Implement Information Gathering & Listening Tools
Understanding who you want feedback from helps you then decide how you will gather that feedback. There are lots of tools available at low or no cost to help you do this. Sometimes it’s as simple as a form on your website. Not long ago we helped launch a completely revised website for one of our customers that has 17 offices across the US. On day 1, the new website included a form made specifically for their employees across the country to provide feedback, ideas or new information whenever they want. Not only has that made it easier for company’s headquarters to manage the website, but it’s also increased the stake that employees feel they have with their employer’s online presence.
Going beyond simple forms, there are a variety of tools that can be initially set up and provide a steady flow of information to help you understand what’s on the minds of your customers.
- Add online feedback tools to your web site – Tools like Uservoice and Zendesk give you relatively easy way to create an online community to collect ideas and feedback. You can integrate each directly with your web site and can even connect some with your social networks.
- Set up social media listening stations to listen and respond – Social media channels are some of the best places to tap into the minds of current and potential customers. Endlessly scouring the web to listen to customers isn’t very scalable. This problem is solved by setting up a social media listening tool to do it for you.
- Forms and surveys – I mentioned previously that a simple web form can be quite useful. There are a number of easy to implement tools that can help you quickly set up a form and start collecting information. Wufoo is a great tool and creating forms in Google docs using their form builder is super simple. Although you can create short surveys using most form tools, they often don’t provide easy to digest reports when a longer set of information needs to be captured. Sending out a survey with a tool like Survey Monkey can rectify this.

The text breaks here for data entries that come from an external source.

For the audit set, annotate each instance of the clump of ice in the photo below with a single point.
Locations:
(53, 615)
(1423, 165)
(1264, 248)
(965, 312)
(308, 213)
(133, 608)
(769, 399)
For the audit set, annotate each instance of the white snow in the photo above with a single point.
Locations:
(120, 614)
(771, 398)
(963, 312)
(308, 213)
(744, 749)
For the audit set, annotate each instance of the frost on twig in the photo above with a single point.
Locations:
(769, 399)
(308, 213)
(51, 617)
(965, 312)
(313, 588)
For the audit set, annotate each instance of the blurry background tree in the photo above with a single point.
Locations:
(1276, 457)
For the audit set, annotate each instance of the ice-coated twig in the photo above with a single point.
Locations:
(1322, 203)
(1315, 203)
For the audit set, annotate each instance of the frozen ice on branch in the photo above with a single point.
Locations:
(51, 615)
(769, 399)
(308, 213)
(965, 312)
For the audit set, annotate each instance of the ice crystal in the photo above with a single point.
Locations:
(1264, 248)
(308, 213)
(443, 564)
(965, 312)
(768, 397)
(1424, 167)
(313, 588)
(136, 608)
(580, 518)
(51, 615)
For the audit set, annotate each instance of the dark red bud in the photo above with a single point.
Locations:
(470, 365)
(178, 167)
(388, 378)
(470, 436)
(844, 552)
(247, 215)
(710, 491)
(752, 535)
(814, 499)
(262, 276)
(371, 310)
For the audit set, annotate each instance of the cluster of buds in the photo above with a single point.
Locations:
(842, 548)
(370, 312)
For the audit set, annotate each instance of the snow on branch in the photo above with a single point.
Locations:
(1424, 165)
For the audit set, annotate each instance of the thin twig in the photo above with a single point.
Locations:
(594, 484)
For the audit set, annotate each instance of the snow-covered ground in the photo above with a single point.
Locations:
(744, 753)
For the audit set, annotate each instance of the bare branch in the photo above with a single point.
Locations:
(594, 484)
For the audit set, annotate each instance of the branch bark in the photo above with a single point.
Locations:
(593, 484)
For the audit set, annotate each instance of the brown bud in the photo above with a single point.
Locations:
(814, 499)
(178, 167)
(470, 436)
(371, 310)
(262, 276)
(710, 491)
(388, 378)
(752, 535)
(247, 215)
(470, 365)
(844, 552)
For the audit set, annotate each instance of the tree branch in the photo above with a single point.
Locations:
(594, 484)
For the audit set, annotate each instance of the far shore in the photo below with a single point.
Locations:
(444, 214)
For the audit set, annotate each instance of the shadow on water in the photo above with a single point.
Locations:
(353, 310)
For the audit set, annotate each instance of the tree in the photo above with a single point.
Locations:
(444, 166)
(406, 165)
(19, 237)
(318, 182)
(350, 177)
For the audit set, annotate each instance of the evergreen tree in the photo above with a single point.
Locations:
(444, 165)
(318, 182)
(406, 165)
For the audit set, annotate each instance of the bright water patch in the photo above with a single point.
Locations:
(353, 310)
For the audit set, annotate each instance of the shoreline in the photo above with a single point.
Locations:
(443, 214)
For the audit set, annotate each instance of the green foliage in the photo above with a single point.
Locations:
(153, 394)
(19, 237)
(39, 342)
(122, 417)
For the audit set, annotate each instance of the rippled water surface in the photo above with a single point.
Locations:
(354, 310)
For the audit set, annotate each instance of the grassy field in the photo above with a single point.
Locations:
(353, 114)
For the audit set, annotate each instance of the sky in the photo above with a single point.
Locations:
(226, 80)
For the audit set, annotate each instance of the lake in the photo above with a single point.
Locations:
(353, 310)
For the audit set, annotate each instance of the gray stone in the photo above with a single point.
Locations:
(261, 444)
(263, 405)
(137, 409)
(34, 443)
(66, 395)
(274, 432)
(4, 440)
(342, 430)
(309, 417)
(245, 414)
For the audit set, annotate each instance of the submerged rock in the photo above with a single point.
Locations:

- Get Face to Face – Any opportunity to talk face to face anyone is an opportunity to ask questions and listen. After meetings, during trade shows or just about any other time you’re out in the field… take advantage of that face time. Your smart phone is an excellent tool to help you capture conversations. Capture an audio note or a video to take back to the office and share with your team.
These are just a few solutions, but keep your eyes open for new ways to gather direct and indirect feedback as often as possible.
Put Things Into Action
All the information gathering, tools and listening doesn’t matter if you don’t put the fruits of this labor into action. Remember, the purpose of this all is to instill and exhibit empathy across your business. This approach to open feedback and communication is meant to help keep the customer an active participant of your business. Sales meetings, product development, marketing campaigns … they should all include time to discuss the information you’ve gathered on a regular basis. Scaling empathy isn’t just about using tools that easily scale, but also how you develop processes that become part of what you’re already doing day in and day out.
For reasons stated before, businesses that regularly exercise empathy have a leg up in today’s connected world. For those that still feel the word empathy represents more the touchy feely side of things and doesn’t effect the bottom line, it’s going to be an uphill battle for you in the near future.